SEEING RED

I woke up seeing red

Red fall trees dropping leaves

Red lipstick stains on my pillow

Red comforter piled on top of me

The red blood

Leaking from cracks

Scratched onto my skin

The red liquid on my nightstand

The red behind my eyelids

As I try to go back to sleep

Hoping sleep will heal

My broken red heart

*NOTE

Recently I’ve been going through a bit of a hormonal change. Normal changes. Nothing weird. But I’ve been struggling to regulate emotionally. I do a lot of it myself. Try to sleep. Talk to friends. Use my words and spend time on things that I know will make me feel accomplished. I make myself useful where I can. Make myself scarce where necessary.

This poem takes me back to a time when I didn’t know how to self regulate. When escapism and self harm were my coping mechanism. Sometimes the pull is strong to revert back to these tactics.

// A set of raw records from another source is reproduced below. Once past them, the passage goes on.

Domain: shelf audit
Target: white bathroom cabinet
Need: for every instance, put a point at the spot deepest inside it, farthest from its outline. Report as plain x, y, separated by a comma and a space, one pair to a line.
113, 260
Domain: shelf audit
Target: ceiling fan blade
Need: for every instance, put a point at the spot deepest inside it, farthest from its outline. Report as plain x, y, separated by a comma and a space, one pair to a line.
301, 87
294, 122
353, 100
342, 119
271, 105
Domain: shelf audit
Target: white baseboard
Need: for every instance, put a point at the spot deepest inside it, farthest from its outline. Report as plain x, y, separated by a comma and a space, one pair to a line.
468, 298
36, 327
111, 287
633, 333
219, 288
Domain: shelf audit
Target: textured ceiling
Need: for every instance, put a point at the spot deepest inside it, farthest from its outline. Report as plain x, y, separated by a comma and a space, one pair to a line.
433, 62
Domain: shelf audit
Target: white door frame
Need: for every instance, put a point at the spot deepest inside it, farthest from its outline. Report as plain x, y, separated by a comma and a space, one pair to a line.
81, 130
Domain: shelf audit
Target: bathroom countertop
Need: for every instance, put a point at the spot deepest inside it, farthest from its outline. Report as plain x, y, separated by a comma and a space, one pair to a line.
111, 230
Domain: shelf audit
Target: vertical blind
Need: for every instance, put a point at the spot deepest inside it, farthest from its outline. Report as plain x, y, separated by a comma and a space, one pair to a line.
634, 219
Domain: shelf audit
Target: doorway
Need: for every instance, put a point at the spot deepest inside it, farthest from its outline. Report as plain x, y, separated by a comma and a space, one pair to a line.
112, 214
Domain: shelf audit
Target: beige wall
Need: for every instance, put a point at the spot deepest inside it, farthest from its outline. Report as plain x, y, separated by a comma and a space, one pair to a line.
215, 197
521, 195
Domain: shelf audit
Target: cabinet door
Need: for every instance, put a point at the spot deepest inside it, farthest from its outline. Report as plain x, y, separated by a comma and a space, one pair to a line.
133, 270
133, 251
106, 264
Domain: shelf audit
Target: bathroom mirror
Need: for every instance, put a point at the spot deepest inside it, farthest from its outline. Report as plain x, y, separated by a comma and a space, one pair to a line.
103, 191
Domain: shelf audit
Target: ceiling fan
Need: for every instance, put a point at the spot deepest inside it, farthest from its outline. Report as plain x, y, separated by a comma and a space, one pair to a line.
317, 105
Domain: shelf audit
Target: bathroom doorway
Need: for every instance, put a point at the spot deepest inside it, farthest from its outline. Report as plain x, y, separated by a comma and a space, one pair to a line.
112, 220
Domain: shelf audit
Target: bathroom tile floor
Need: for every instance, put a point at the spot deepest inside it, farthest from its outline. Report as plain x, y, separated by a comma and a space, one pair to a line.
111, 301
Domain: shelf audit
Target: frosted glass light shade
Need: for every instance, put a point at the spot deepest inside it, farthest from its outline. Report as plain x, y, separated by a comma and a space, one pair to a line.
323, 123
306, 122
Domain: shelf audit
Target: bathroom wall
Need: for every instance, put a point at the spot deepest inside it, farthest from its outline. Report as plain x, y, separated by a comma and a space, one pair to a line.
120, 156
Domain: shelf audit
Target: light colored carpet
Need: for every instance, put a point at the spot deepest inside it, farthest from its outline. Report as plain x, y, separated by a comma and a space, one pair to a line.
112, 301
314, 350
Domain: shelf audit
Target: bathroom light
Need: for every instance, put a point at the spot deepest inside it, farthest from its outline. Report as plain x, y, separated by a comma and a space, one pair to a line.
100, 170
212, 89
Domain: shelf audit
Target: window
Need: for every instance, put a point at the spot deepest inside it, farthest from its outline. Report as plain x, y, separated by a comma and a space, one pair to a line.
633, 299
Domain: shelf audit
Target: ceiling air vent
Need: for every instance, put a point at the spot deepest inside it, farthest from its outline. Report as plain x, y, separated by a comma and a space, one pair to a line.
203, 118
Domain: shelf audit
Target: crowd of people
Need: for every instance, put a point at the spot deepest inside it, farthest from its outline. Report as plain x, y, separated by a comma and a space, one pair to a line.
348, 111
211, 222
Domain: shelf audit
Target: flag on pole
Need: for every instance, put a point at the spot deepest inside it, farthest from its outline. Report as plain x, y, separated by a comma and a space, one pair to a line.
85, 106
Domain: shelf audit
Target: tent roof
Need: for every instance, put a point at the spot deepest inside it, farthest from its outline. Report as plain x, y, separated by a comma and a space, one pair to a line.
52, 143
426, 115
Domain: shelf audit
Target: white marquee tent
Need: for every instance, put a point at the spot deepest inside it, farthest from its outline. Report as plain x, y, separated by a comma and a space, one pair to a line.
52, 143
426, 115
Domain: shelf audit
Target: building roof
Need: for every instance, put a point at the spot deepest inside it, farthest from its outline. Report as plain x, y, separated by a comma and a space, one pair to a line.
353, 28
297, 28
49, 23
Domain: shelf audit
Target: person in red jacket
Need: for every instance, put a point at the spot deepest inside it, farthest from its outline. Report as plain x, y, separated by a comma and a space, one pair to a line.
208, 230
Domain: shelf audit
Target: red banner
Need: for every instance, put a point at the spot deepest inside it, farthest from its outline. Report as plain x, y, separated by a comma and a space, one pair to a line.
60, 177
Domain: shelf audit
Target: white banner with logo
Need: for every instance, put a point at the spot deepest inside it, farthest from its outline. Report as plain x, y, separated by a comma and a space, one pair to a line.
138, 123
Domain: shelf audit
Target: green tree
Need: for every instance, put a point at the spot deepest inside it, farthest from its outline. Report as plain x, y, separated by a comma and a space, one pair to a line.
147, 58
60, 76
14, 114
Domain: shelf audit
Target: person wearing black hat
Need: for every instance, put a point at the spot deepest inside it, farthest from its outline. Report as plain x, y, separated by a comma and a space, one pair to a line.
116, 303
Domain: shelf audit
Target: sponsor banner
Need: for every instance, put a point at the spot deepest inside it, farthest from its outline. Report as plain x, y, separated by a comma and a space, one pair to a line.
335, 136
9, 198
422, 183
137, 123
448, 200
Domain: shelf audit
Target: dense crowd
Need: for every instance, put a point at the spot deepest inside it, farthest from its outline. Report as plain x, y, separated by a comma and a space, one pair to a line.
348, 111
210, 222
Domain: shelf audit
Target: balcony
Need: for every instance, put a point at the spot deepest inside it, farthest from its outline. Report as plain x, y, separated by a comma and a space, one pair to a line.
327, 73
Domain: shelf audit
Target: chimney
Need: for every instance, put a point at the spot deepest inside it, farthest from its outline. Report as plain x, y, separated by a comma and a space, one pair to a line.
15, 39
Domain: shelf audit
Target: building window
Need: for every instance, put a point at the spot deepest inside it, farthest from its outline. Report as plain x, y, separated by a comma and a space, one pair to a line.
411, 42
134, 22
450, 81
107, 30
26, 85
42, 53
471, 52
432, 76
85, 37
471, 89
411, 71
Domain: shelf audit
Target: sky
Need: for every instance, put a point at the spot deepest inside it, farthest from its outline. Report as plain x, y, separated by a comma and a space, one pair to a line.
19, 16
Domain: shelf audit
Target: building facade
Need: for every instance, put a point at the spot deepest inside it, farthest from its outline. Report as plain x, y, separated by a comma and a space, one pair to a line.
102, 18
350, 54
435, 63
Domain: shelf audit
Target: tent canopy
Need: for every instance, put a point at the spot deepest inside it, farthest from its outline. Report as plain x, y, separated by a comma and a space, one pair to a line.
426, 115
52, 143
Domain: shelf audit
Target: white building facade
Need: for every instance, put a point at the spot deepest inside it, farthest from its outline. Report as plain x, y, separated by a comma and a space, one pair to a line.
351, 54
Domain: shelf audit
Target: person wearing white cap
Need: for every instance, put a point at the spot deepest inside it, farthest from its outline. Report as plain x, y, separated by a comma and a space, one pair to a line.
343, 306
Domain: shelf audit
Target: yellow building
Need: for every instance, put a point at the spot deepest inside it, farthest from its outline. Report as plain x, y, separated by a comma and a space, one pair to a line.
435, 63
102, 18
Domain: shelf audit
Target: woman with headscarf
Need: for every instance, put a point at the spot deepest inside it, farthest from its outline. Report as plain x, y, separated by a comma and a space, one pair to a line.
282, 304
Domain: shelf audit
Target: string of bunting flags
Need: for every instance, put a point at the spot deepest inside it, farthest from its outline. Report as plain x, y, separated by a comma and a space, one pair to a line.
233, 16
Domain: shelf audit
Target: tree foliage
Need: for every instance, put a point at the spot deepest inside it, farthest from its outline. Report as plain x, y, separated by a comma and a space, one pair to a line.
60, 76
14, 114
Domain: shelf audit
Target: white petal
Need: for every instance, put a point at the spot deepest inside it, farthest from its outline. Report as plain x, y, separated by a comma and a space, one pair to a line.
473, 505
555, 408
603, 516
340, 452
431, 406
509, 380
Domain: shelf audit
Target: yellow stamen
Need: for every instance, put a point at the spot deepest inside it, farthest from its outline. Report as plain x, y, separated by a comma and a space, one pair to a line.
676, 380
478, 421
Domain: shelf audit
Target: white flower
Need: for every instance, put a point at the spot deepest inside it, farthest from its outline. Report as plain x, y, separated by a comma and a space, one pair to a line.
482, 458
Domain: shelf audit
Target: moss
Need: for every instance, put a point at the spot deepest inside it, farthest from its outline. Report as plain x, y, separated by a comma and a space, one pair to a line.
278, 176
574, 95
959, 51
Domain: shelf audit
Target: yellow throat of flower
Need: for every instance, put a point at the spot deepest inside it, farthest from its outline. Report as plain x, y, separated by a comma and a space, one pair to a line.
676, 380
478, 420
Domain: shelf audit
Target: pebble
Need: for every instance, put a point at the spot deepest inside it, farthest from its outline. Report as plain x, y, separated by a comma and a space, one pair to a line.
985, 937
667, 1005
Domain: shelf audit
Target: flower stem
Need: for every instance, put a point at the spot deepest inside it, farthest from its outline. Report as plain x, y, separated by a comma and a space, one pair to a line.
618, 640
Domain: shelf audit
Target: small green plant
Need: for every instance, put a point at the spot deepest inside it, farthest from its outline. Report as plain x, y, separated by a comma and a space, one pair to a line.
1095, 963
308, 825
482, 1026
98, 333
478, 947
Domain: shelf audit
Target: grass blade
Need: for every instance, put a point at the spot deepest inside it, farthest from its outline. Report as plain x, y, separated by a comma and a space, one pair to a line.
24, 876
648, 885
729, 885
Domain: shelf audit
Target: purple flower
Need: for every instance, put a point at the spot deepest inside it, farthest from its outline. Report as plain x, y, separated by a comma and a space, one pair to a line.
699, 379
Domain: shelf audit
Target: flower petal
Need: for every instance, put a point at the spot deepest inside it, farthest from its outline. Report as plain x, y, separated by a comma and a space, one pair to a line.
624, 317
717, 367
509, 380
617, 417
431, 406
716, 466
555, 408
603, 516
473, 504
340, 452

I am stronger now and I’ve come a long way. But the feelings are still there. There is an animal part of me that still wants me dead. I used to believe I was born with this monster but I now believe it was created by the words of others. Words I believed. Words and actions meant to hurt me and keep me down. Words I think I can erase over time because I’ve had help erasing them the last several years and that monster is weaker and I AM stronger.

5 thoughts on “SEEING RED

  1. Oh, there is a lie buried deep
    hidden in that old chant
    about sticks and stones
    and words
    we were taught
    would protect, armor us
    against wounding words
    into life’s battles we charged
    in paper armor of denial
    we’d been told was steel

    Liked by 1 person

  2. I’m so glad that you have learned (are learning) to cope with the monster. We all have them at some time or another, and each one tries to beat us down. But you are stronger than it and are winning. Keep remembering that as you look back.